Both presentations, which will be livestreamed on Zoom, are free and open to the public. No advance registration is required. The talks can be accessed at https://csusb.zoom.us/j/388207496.
At 10:30 a.m. Monday, April 25, Alexander Serrano, a graduate student of history, will present “The Manchu Queue: A Complex Symbol in Chinese Identity.” Serrano’s thesis project is on modern China with an emphasis on the Manchu queue hairstyle – a braided hairstyle that challenged ideas of bodily autonomy, masculinity and ethnicity – as a political and cultural symbol during the Qing Dynasty (1644-1911), and its significance in the early days of China’s Republican period.
Serrano, who has assisted in organizing the lecture series this semester, has served as an editor and author on the staff of the student-run history journal at CSUSB, History in the Making, which has won first prize two years in a row in the Gerald D. Nash Journal competition administered by the national office of the Phi Alpha Theta history honors society. After graduation, he will continue his studies in the East Asian Languages and Cultural Studies doctoral program at the University of California, Santa Barbara.
At 10:30 a.m. Wednesday, April 27, June Hee Kwon, assistant professor of Asian studies at Cal State Sacramento, will present “Ethnic River: Borderland Ecology and Rice Farming Stories around the Tumen River.” The 34-mile Tumen River serves as part of the boundary between China, North Korea and Russia, described as an ethnic river that connotes the history of border crossing by settler migrants from the Korean peninsula to Northeast China. Kwon’s talk will examine how the ecology and ethnicity intersect in the narrative making of the Tumen River as an ethnic river – an ecological border that connects and demarcates between the Korean peninsula and Northeast China and a historical reminder of Korean Chinese ethnic marginality and ethnic survival through rice farming.
Kwon’s research and teaching focuses on migration and diaspora, borderland and development, gendered labor and class formation, ethnic/national conflict and reconciliation/redress, human suffering and memories, and humanitarianism and human rights. Her area of expertise spans contemporary Korea (North and South), China and Japan.

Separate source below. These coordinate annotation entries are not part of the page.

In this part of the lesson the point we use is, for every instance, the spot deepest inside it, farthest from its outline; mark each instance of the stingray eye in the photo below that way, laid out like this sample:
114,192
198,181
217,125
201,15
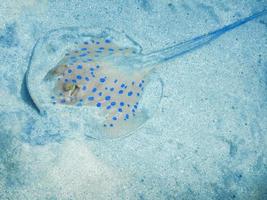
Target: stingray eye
68,87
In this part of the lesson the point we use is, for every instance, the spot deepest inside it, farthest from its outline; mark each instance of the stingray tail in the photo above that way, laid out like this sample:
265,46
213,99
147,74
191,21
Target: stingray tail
176,50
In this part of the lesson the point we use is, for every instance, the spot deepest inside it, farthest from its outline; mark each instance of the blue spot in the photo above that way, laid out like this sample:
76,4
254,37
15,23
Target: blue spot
107,98
90,98
79,67
79,104
102,80
107,41
114,118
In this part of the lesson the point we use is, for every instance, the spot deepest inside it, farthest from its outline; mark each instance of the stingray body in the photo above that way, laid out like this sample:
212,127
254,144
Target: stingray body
90,76
109,75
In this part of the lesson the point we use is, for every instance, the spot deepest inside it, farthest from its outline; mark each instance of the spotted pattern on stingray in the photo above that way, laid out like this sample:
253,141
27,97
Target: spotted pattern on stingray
86,78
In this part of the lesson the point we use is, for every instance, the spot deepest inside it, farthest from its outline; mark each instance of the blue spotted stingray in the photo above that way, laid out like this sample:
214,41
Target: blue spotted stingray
101,72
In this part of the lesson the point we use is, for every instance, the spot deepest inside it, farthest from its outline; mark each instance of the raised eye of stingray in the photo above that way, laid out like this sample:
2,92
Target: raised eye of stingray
71,88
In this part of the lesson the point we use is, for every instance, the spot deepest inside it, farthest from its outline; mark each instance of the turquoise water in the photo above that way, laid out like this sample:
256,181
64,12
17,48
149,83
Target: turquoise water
202,130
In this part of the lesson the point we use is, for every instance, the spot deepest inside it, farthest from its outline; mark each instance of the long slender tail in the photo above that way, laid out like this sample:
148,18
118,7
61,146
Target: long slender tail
176,50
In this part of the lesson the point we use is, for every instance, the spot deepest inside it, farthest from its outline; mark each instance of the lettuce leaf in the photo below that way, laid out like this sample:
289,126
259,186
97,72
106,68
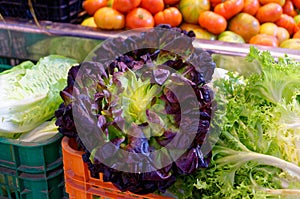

Kwon’s forthcoming book, “Borderland Dreams: Korean Chinese Migration and Development in Yanbian, China,” will be published by Duke University Press.
The Modern China Lecture Series continues at 10:30 a.m. on May 4 with “Law and Racial Translation: Marriage Fraud Amendments, Gender-Based Violence, and Chinese American Woman,” presented by Lee Ann S. Wang, assistant professor in the departments of Asian American studies and social welfare at UCLA’s Luskin School of Public Affairs.
Details and updates can be found at the series homepage.
The Modern China Lecture Series was initiated to promote awareness of important issues related to China for those on the CSUSB campus and in the community. In the series of more than 60 lectures, workshops, film screenings and roundtable forums since January 2014, China scholars from UC San Diego, UC Riverside, the Claremont Colleges, UCLA, USC, UC Irvine, Columbia, Oxford and other institutions have visited the CSUSB campus to share their expertise and opinions.
Speakers in the series have included specialists in history, economics, political science, philosophy, finance, security studies, literature, anthropology and other fields.
The series cosponsors this year are the CSUSB Department of History, the History Club/Phi Alpha Theta, the College of Social and Behavioral Sciences, the Intellectual Life Fund, and the Jack H. Brown College of Business and Public Administration.